The brain needs them to "compute" solutions

May 14, 2009 22:01 GMT  ·  By
The human brain relies heavily on past experiences to help it in complex decision-making processes
   The human brain relies heavily on past experiences to help it in complex decision-making processes

The human brain's plasticity – its property of actually changing its internal structure in order to match the way we use it – is well known among experts in the field, but, now, they've also discovered that the circuitry in the cortices is changed by our past experiences. That is to say, when we are confronted with a situation that is not very clear, or of which we have insufficient information to make a clear decision, the experiences we lived in the past jump to mind and help the brain categorize the situation and to also find a resolve for complex dilemmas.

One of the main tasks that the brain has to perform on a regular basis is to assign meaning and clarifications to the sensory data it collects from our five senses (sight, smell, hearing, touch, and taste). But these data are naturally unclear and uncertain, and so the cortices involved in the process need to be on high alert at all times.
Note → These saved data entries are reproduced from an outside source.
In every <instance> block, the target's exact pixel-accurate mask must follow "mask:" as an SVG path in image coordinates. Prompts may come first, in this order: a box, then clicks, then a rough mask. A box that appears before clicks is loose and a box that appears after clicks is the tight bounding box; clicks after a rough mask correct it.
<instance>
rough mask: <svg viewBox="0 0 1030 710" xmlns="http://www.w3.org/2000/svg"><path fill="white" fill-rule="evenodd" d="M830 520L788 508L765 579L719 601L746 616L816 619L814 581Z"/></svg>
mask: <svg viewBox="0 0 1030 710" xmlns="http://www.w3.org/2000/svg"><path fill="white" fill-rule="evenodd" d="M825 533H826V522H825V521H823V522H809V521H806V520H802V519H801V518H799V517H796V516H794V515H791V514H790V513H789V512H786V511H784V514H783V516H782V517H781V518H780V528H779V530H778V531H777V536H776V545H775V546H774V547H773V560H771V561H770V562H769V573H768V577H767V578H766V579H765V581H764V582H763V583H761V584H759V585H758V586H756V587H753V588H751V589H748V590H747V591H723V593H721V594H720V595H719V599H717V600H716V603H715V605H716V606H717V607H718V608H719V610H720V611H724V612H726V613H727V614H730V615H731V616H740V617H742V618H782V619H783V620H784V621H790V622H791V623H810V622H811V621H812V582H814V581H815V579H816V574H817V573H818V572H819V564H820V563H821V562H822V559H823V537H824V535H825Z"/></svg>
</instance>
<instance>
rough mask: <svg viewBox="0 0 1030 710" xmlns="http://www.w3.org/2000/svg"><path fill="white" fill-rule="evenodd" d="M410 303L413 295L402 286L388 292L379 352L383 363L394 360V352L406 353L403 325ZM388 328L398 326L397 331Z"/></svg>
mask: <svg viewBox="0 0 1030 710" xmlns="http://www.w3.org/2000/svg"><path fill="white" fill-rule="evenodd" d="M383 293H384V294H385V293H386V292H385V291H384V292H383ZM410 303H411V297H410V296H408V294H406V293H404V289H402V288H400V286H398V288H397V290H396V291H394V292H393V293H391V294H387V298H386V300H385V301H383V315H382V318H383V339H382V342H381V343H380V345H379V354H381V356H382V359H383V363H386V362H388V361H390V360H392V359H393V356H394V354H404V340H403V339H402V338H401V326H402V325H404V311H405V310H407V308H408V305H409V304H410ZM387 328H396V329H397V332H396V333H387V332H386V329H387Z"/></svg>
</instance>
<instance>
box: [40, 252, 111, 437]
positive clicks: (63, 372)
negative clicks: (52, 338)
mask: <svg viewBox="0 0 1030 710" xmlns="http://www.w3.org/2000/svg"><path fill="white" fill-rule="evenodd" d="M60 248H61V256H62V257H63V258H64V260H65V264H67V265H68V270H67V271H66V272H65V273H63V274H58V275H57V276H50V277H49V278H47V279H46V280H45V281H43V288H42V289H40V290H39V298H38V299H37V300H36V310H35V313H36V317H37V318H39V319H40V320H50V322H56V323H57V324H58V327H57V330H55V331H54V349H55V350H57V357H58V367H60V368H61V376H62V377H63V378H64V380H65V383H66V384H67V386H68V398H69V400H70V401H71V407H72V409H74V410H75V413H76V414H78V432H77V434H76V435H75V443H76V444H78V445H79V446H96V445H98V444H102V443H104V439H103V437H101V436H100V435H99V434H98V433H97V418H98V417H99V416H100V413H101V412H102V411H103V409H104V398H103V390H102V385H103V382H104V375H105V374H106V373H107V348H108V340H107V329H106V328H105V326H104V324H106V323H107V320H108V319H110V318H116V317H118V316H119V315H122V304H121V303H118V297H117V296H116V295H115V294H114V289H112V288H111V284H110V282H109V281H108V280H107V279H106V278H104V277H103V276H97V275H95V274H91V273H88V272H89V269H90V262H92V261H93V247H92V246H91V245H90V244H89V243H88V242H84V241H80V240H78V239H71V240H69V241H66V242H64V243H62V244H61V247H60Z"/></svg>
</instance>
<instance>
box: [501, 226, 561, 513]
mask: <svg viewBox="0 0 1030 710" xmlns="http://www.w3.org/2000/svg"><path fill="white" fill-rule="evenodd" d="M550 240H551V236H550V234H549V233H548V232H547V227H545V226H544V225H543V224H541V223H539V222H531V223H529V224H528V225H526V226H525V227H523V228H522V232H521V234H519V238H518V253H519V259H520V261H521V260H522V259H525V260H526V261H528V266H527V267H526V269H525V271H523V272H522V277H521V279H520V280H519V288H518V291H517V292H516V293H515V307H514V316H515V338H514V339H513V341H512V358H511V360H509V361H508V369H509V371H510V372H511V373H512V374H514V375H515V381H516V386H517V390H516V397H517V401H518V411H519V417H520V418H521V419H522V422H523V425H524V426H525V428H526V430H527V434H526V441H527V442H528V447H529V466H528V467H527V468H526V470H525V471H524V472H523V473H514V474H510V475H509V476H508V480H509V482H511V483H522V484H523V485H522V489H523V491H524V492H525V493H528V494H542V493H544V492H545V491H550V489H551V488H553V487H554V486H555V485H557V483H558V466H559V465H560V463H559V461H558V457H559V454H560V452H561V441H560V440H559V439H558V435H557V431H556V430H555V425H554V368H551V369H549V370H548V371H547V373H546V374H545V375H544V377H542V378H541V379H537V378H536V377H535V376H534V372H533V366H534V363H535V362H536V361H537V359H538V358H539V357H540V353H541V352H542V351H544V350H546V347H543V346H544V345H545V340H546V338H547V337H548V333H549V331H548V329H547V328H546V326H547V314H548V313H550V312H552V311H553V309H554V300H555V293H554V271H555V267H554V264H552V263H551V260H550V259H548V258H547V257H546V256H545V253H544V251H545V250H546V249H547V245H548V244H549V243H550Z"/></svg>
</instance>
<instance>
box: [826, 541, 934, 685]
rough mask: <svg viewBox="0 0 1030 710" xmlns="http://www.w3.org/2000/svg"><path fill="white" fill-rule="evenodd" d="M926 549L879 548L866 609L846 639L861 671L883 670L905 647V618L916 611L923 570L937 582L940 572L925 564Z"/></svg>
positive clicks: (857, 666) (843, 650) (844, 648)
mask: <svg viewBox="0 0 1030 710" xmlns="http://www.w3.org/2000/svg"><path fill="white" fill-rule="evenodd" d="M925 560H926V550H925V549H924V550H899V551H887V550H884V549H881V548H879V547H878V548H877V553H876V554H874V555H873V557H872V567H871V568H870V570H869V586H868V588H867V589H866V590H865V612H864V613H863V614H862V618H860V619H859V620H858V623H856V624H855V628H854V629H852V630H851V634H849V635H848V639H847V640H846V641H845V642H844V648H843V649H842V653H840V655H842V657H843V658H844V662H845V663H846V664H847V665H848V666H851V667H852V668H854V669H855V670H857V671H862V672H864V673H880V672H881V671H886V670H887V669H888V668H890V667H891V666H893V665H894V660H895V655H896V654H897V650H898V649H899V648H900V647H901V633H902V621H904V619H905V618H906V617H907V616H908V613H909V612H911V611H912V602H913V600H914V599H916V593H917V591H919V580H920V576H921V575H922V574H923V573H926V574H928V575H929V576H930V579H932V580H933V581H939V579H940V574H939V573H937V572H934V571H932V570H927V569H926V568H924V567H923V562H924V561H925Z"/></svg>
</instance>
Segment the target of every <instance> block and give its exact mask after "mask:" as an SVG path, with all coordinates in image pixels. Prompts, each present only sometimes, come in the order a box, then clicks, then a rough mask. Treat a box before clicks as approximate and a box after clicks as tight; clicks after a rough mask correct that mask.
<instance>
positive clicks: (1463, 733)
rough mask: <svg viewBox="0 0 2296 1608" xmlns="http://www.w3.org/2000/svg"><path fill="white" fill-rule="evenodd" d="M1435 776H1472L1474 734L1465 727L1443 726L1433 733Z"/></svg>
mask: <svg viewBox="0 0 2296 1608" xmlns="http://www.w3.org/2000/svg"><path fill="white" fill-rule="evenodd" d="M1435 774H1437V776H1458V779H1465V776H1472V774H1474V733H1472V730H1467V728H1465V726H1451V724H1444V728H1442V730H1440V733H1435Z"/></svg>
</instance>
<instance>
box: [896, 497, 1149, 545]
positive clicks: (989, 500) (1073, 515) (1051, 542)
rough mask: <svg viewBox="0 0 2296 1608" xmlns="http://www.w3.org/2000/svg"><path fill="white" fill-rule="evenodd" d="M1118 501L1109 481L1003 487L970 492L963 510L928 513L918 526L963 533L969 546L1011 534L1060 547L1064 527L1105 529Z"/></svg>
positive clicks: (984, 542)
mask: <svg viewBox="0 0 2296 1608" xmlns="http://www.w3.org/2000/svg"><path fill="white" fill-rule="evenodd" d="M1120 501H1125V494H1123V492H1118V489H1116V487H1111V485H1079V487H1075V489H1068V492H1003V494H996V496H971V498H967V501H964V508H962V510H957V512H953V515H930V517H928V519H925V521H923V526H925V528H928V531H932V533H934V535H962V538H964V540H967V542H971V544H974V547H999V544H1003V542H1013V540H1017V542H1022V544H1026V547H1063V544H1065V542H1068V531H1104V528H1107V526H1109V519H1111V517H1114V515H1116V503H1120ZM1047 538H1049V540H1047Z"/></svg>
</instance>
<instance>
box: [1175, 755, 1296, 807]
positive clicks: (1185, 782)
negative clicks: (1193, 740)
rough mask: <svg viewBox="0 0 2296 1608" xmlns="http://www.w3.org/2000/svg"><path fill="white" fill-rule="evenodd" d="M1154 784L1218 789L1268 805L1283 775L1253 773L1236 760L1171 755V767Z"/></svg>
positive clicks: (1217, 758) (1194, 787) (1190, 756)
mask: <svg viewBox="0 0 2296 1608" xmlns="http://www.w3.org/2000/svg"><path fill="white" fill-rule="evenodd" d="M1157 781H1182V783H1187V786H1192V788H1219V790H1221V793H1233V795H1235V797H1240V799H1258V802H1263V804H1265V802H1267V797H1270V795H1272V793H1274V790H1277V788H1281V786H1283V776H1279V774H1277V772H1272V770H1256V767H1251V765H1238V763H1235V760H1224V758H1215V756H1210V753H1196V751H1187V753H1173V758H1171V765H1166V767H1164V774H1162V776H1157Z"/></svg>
Also very important, the expert say, is our ability to discern between visual stimuli that look relatively the same, as, for instance, when trying to spot someone in a crowd.

“What we have found is that learning from past experience actually rewires our brains so that we can categorize the things we are looking at, and respond appropriately to them in any context,” the lead researcher of the new study, University of Birmingham expert Dr. Zoe Kourtzi, explains. A scientific paper detailing the finds was published in the May 13th issue of the journal Neuron.

“We have shown that this learning process is not just a matter of learning the structure of the physical world – when I look at something I'm not just playing a game of 'snap' in my head where I try to match images to each other. In fact, areas in our brains are actually trained to learn the rules that determine the way we interpret sensory information,” the scientist says. For their study, the UB experts enlisted a number of volunteers, which they then asked to watch a series of highly similar visual stimuli. During the tests, they analyzed the behavior and the chemical signals that went on through the participants' heads, in a bid to determine how they assigned each of the stimuli they saw to a different category.

Surprisingly, the volunteers used two rules to assign objects to categories, but, under one rule, an object could exist only in one category, whereas, under the “back-up” one, the object could exist in the other as well. “This flexible learning paradigm allowed us to test for brain changes related to the perceived rather than the physical similarity between visual patterns. Our use of brain imaging in combination with mathematical techniques enabled us to extract sensitive information about brain signals that reflected the participant's choice,” Dr. Kourtzi adds.

“What we've shown is that we don't just get better at the task of picking out a familiar face amongst a crowd, for example. Our results tell us that previous experience can train circuits in our brains to recognize perceived categories rather than simply the physical similarity between visual patterns. Based on what we found, we propose that learned information about categories is actually retained in brain circuits in the posterior areas of the brain. From there, we think it is fed through to circuits in frontal areas that translate this information into flexible decisions and appropriate actions depending on the requirements and context of the task,” the expert concludes.